Father Time is undefeated. And while it was certainly not a bad year for Braves reliever Chris Martin, a drastic drop off in strikeouts during his age-35 season led to veteran righty losing his role as the club’s locked-in 8th inning reliever.
Martin came over at the 2019 Trade Deadline in exchange for Kolby Allard. The Braves then signed Martin to a two-year deal worth $14 million for the 2020 and 2021 seasons.

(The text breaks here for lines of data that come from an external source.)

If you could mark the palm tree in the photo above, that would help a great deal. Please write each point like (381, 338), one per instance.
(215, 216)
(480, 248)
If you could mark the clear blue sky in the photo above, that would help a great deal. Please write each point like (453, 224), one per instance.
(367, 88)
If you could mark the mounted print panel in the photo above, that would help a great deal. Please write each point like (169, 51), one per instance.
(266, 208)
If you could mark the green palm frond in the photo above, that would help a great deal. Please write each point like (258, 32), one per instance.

Coming into the season, Martin was penciled in for the seventh or eighth innings in what was expected to be a fine bullpen. He was generally projected to be one of the team’s top two or three relievers, with Steamer and ZiPS both projecting 0.7 WAR on the season.
2021 Season results
As the year progressed, Martin began to fall out of favor a bit and was replaced by Luke Jackson as the club’s top right-handed relief option, though it was certainly not a bad season for him. He worked 43 1⁄3 innings across 46 appearances with a 3.95 ERA, 3.47 FIP and 3.98 xFIP. His strikeout rate dropped significantly, though — just 18.2 percent compared to 31 percent in 2019-2020 — as he often struggled to miss bats and put opposing batters away. To his credit, he continued to throw strikes and owned a minuscule 3.3% walk rate. He was just not the same Chris Martin we came to adore the two previous years.

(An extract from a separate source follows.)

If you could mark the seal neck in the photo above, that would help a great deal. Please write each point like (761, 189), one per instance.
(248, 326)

Martin spent a couple of stints on the injured list, which took him out of action for about two months of the season in total. He still compiled 0.5 fWAR though, fifth on the team among relievers.

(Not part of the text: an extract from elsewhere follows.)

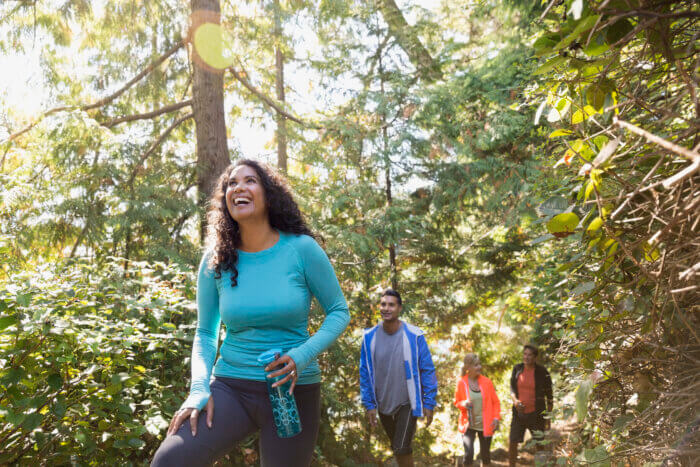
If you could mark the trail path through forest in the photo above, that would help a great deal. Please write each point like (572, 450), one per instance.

What went right? / What went wrong?
It was an interesting year. The sudden drop in strikeouts was a surprise, and while it would be easy to point at the crackdown on sticky substances, Martin’s strikeout rate actually went up a little from the middle of June when MLB began enforcing the rule. He did a fine job limiting homers (0.83 per 9) and walks, two essentials for relievers. But without the strikeouts it felt every inning was playing with fire, and a 3.95 ERA is not overly sexy.
On a pitch basis, Martin’s never really been a command artist, but his slider and especially his changeup have been great go-tos for outs. In 2021, the pitch shape of both got a little out of whack, and both got hit more than before. That probably had something to do with the decline in strikeouts.
Road to the Title
Somewhat overlooked, Martin pitched really well in Games 4 and 5 of the World Series when the club desperately needed innings covered. He worked 2 1⁄3 scoreless with two strikeouts and just one hit allowed.
Overall, he finished the regular season with a pretty nasty -0.89 WPA and a cWPA approaching -1%, but he more than made up for it in the playoffs with two outings worth more than 1% cWPA, giving him 2.95% cWPA despite an essentially zero WPA across his five total playoff outings. His best outing by cWPA was World Series Game 5, in which he took over for A.J. Minter after the latter had given up both the tie and the lead and stranded two by striking out Jose Altuve, and then went back out and retired the rest of the heart of Houston’s lineup in order. The Braves lost that game anyway, but it was a good final outing for a season that probably didn’t go quite like he expected.
Outlook for 2022
Martin is now a free agent. One would assume he has thrown his final pitch as a member of the Braves, but it’s possible he could return on a cheap deal as middle inning relief depth.